Wednesday, April 8, 2015

Delta Air Objects to ‘Draconian’ U.S. Terms to Keep Tokyo Route

After beating American Airlines for the right to keep flying to Tokyo’s close-in airport, Delta Air Lines is objecting to the proposed U.S. terms to do so.

The Transportation Department wants to set a “draconian” standard in insisting that a flight between Seattle and Haneda airport operate every day, Delta said in a filing. Failing to do so could mean ceding Haneda access to American, Delta said.

“At the most basic level, the proposed condition deviates from past practice because, as far as Delta is aware, the department has never previously imposed such a strict 365-day-a-year service requirement,” Delta Associate General Counsel Alexander Van der Bellen wrote in the April 6-dated filing.
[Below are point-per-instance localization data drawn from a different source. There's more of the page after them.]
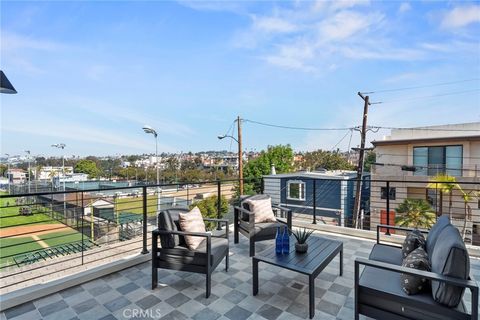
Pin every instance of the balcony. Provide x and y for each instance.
(110, 278)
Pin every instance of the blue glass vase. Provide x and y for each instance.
(286, 241)
(278, 242)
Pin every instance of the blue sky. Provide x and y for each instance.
(90, 74)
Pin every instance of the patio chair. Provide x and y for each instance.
(175, 255)
(244, 222)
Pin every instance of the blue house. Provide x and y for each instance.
(334, 193)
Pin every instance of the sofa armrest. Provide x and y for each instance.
(219, 221)
(156, 233)
(283, 211)
(388, 227)
(469, 284)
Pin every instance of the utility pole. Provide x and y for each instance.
(363, 133)
(240, 155)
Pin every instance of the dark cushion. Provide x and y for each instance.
(417, 259)
(381, 289)
(449, 258)
(182, 255)
(165, 223)
(388, 254)
(413, 240)
(434, 232)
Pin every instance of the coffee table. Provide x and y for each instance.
(320, 252)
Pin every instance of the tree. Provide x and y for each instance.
(415, 213)
(87, 166)
(281, 156)
(3, 169)
(324, 159)
(446, 184)
(208, 208)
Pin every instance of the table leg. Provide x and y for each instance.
(311, 295)
(255, 276)
(341, 262)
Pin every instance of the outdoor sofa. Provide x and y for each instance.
(244, 222)
(175, 255)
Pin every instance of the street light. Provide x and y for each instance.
(62, 146)
(8, 171)
(29, 177)
(240, 152)
(149, 130)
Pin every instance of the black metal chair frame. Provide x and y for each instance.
(249, 232)
(206, 269)
(377, 313)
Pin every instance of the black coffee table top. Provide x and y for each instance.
(320, 252)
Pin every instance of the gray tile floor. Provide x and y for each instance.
(283, 294)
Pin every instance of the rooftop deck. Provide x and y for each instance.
(181, 295)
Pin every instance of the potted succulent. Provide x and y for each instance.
(301, 246)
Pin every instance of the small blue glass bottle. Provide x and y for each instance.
(278, 242)
(286, 241)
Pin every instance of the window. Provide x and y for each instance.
(430, 161)
(431, 197)
(296, 190)
(393, 193)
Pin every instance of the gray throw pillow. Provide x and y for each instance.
(165, 223)
(449, 258)
(413, 240)
(417, 259)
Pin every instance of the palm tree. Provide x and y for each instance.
(445, 184)
(415, 213)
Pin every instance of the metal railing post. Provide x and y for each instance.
(83, 234)
(314, 201)
(219, 203)
(144, 250)
(388, 208)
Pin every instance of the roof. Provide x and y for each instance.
(334, 174)
(426, 140)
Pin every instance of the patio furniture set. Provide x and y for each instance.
(379, 291)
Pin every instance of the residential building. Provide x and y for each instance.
(420, 154)
(332, 196)
(16, 176)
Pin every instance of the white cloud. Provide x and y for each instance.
(13, 42)
(404, 7)
(273, 24)
(345, 24)
(461, 16)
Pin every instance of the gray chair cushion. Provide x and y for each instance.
(417, 259)
(182, 255)
(388, 254)
(381, 289)
(413, 240)
(449, 258)
(173, 212)
(434, 232)
(165, 223)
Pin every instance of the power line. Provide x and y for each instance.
(422, 86)
(423, 156)
(296, 128)
(428, 97)
(346, 134)
(425, 129)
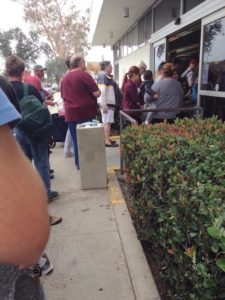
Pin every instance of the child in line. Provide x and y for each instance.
(148, 95)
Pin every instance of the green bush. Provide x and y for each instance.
(176, 184)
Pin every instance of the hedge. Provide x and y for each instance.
(176, 184)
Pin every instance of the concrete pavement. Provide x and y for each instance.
(91, 258)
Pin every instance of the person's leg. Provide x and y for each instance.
(107, 129)
(72, 127)
(68, 144)
(24, 142)
(28, 288)
(40, 156)
(150, 114)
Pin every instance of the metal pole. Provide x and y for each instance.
(121, 155)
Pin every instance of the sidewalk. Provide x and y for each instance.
(86, 250)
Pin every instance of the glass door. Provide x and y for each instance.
(212, 61)
(159, 53)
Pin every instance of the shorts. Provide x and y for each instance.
(16, 284)
(108, 117)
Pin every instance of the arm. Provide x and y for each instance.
(102, 100)
(97, 94)
(91, 85)
(24, 221)
(35, 92)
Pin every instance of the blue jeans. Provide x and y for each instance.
(36, 151)
(73, 130)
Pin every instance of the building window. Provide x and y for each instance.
(135, 38)
(130, 42)
(125, 46)
(121, 48)
(213, 66)
(116, 51)
(190, 4)
(148, 25)
(160, 55)
(141, 32)
(116, 72)
(165, 12)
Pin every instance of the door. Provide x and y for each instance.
(212, 59)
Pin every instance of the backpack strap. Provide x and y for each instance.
(25, 90)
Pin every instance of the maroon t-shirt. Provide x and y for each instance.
(76, 90)
(131, 100)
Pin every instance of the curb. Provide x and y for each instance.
(143, 284)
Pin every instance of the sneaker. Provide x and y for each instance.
(68, 154)
(46, 265)
(55, 220)
(53, 196)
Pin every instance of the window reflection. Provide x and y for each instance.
(160, 55)
(190, 4)
(213, 67)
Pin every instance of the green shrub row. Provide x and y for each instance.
(176, 184)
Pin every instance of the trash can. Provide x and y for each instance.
(92, 156)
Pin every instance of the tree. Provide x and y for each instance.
(60, 22)
(56, 68)
(28, 47)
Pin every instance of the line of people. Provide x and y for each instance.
(170, 90)
(22, 282)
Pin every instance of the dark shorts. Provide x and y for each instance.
(17, 284)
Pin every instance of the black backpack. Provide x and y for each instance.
(36, 120)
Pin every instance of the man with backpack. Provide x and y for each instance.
(24, 223)
(32, 133)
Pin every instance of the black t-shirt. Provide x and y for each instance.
(19, 89)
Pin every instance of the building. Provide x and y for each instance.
(155, 31)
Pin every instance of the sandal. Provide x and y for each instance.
(54, 220)
(112, 145)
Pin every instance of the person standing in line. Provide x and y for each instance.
(24, 221)
(68, 144)
(169, 94)
(107, 100)
(189, 73)
(148, 95)
(36, 150)
(142, 67)
(131, 99)
(79, 92)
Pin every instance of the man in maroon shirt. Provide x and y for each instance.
(80, 93)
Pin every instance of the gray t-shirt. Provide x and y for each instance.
(16, 284)
(170, 96)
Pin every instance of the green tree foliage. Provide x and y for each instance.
(56, 68)
(60, 22)
(28, 47)
(176, 183)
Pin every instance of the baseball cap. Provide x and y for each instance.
(39, 68)
(194, 61)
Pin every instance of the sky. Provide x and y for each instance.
(11, 15)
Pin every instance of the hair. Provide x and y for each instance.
(132, 71)
(14, 65)
(161, 66)
(67, 61)
(104, 64)
(10, 93)
(148, 75)
(168, 69)
(176, 61)
(75, 61)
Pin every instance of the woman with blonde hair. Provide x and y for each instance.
(131, 99)
(169, 93)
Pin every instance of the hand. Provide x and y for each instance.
(105, 109)
(49, 102)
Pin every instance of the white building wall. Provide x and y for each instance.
(133, 59)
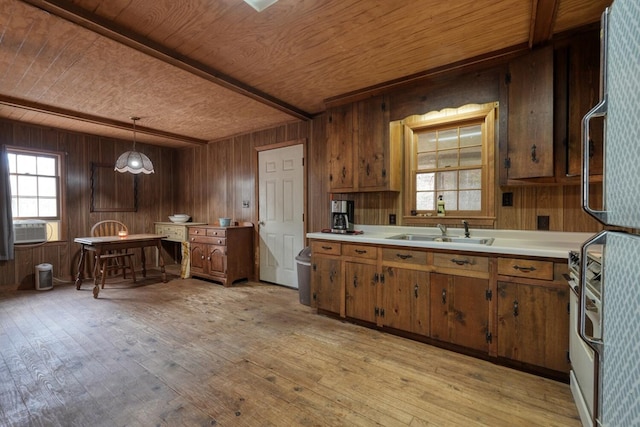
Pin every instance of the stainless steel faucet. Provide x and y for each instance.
(466, 229)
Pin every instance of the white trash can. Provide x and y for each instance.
(304, 275)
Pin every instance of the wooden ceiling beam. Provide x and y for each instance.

The document adds to the spat between American and Delta over the limited flying rights to Haneda, which is generally preferred by business fliers over Narita International Airport. Last month, the department let Delta retain its Haneda business after American tried to wrest away that access so it could start service from Los Angeles.

American, the world’s biggest airline, and No. 3 Delta are fighting over Haneda because U.S. carriers have only four so-called flight slots at the airport, which is about 16 kilometers (10 miles) from downtown Tokyo. Narita is about 64 kilometers away.

Haneda Argument

United Airlines and Hawaiian Airlines each hold one Haneda flight slot, and Delta has two. American argued that Delta had let its Seattle flight to go dormant in recent months and should be stripped of its route authority.

A call and e-mail message requesting comment from the Transportation Department in Washington weren’t immediately returned.

In its filing, Delta doesn’t say it will ignore the proposed 365-day requirement. It said compliance would be difficult, partly because of potential mechanical or weather difficulties. Atlanta-based Delta said it wouldn’t want to invest in the route because access to Haneda would be in “perpetual jeopardy.”

“Any two days of non-service in a seven-day period would summarily strip Delta of slot authority,” Delta said. “Faced with that exacting threat, the condition would create improper incentives to maintain scheduled service at all costs, when flights might otherwise be canceled, delayed, or rescheduled out of safety or other operational concerns.”

In its own filing on April 6, American urged the Transportation Department to enforce its year-round requirement.

“Undoubtedly, Delta will request the department eliminate or reduce these necessary safeguards on its use of the Seattle-Haneda slot pair,” Fort Worth, Texas-based American wrote. “The more Delta protests these safeguards, the more skeptical the department should be of Delta’s willingness to abide by its daily year-round service commitment.”